IDXChannel - Otoritas Jasa Keuangan (OJK) sedang mengebut proses digitalisasi dokumen pertanahan untuk memperkuat penyaluran kredit perbankan.
Kepala Eksekutif Pengawas Perbankan OJK Dian Ediana Rae menjelaskan, penyelarasan digitalisasi dokumen pertanahan perlu menjadi perhatian seluruh lintas lembaga. Ini mencakup otoritas pertanahan, regulator keuangan, industri perbankan, notaris dan PPAT, serta institusi terkait lainnya.
"Digitalisasi dokumen pertanahan merupakan kunci percepatan proses kredit tanpa mengurangi prinsip kehati-hatian," ujarnya dalam Focus Group Discussion (FGD) nasional bertema 'Penguatan Sinergi Digitalisasi Dokumen Pertanahan dalam Mendukung Penyaluran Kredit Perbankan yang Aman, Efisien, dan Terintegrasi' di Jakarta, Senin (17/11/2025).
Dia pun mengharapkan forum lintas sektor ini dapat menciptakan ekosistem kredit yang terintegrasi secara digital dan aman. Sebab, digitalisasi dapat memperkuat keamanan agunan serta memitigasi risiko administrasi maupun operasional.
Transformasi dokumen pertanahan, ujar Dian, dapat menjadi enabler penting bagi percepatan pembiayaan sektor produktif, UMKM, dan perumahan.
Sedianya OJK menyelenggarakan FGD bersama Komisi III DPR RI, Kementerian ATR/BPN, pimpinan bank umum, asosiasi perbankan, notaris PPAT, hingga organisasi profesi terkait.
FGD tersebut juga menjadi wadah koordinasi implementasi Sertipikat Tanah Elektronik (Sertipikat-el) dan Hak Tanggungan Elektronik (HT-el). Forum ini membahas kerangka regulasi, prosedur operasional, akses data verifikasi, serta peran notaris/PPAT sebagai gatekeeper dalam memastikan keautentikan dokumen.
Menurutnya, hasil kajian yang menunjukkan implementasi Sertipikat-el dan HT-el berpotensi mempercepat proses penyaluran kredit dan meningkatkan akuntabilitas.
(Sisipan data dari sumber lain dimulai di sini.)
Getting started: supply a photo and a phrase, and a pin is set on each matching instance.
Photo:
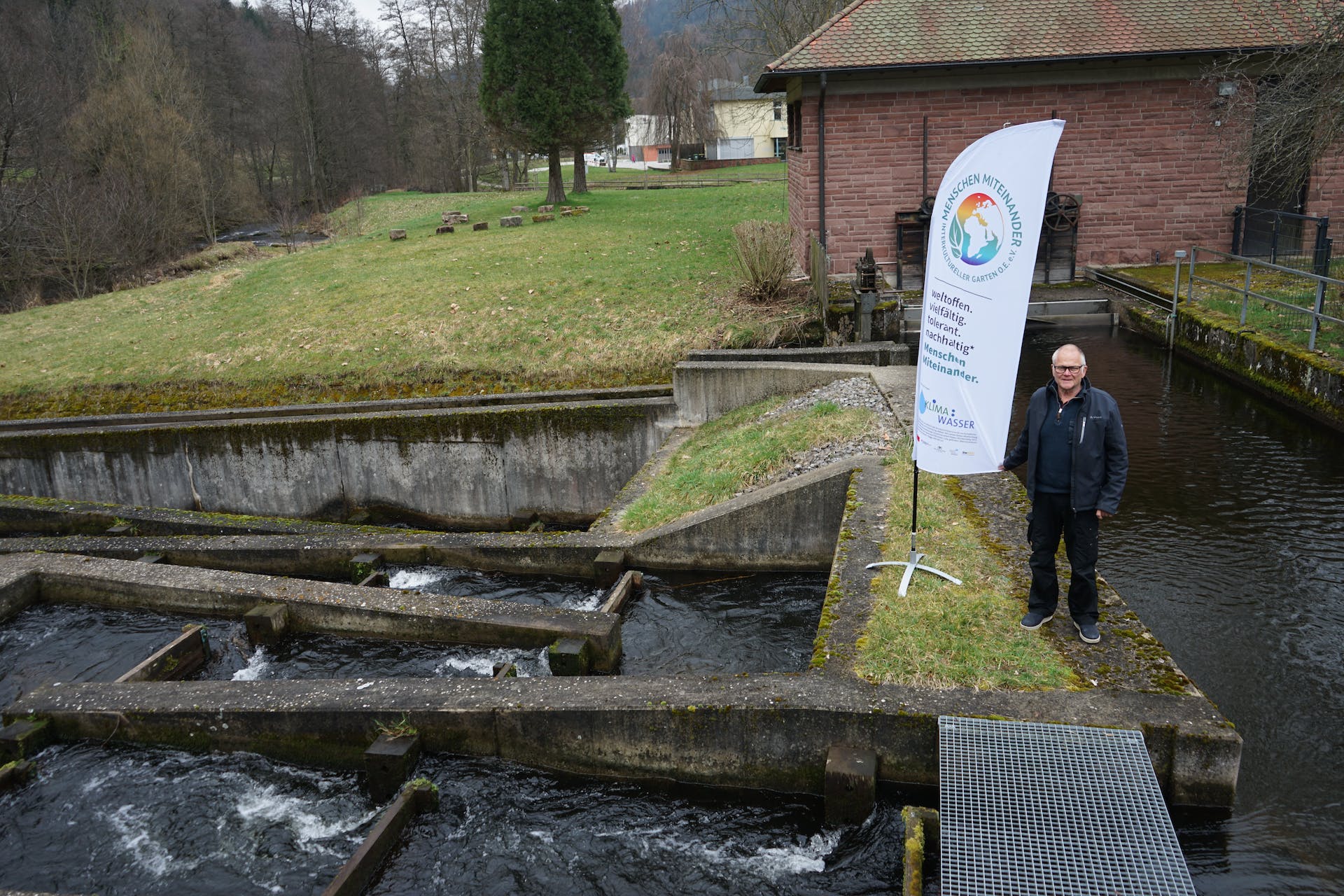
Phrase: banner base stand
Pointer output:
(911, 564)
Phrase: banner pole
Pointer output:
(913, 564)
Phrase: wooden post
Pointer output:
(622, 590)
(183, 656)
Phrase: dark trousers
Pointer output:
(1051, 517)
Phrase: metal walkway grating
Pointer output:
(1053, 811)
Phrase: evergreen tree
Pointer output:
(553, 76)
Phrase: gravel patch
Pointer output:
(858, 391)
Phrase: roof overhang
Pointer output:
(777, 80)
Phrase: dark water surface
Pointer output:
(505, 830)
(704, 622)
(159, 821)
(1230, 546)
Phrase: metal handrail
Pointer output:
(1247, 293)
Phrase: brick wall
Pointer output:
(1326, 197)
(1142, 158)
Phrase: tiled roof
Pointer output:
(878, 34)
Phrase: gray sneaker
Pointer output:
(1034, 620)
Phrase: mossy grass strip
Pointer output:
(738, 450)
(942, 634)
(1280, 326)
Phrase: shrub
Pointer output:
(765, 255)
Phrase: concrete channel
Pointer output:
(562, 458)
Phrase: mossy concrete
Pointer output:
(785, 526)
(768, 731)
(758, 731)
(562, 460)
(1301, 381)
(707, 390)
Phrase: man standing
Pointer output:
(1077, 463)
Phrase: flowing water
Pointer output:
(160, 821)
(507, 830)
(1230, 547)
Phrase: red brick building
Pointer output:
(885, 96)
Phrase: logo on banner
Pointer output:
(976, 232)
(981, 229)
(945, 415)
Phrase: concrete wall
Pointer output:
(706, 390)
(445, 468)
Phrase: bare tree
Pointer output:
(1284, 109)
(678, 94)
(762, 30)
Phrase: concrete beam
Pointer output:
(923, 832)
(622, 592)
(321, 606)
(388, 763)
(570, 457)
(358, 874)
(785, 526)
(769, 731)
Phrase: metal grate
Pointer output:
(1059, 811)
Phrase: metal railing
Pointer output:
(1292, 304)
(1282, 238)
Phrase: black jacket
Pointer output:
(1101, 458)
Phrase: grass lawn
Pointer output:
(613, 298)
(600, 175)
(944, 634)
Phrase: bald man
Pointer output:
(1077, 463)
Namun, terdapat sejumlah tantangan, seperti perbedaan standar verifikasi antarbank, belum seragamnya pemahaman tentang keabsahan dokumen elektronik, serta belum optimalnya integrasi sistem untuk mencegah agunan ganda.
"Kajian tersebut juga mengidentifikasi sejumlah tantangan, antara lain belum seragamnya pemahaman perbankan terkait keabsahan hukum dan prosedur penggunaan dokumen elektronik, serta perbedaan standar verifikasi antarbank," kata dia.
Hingga September 2025, penyaluran kredit perbankan tumbuh 7,70 persen yoy menjadi Rp8.162,8 triliun, sementara kredit pemilikan rumah (KPR) mencatat pertumbuhan 7,22 persen yoy per Agustus 2025.
Pertumbuhan tersebut didukung oleh likuiditas perbankan yang kuat dan kebijakan moneter yang akomodatif.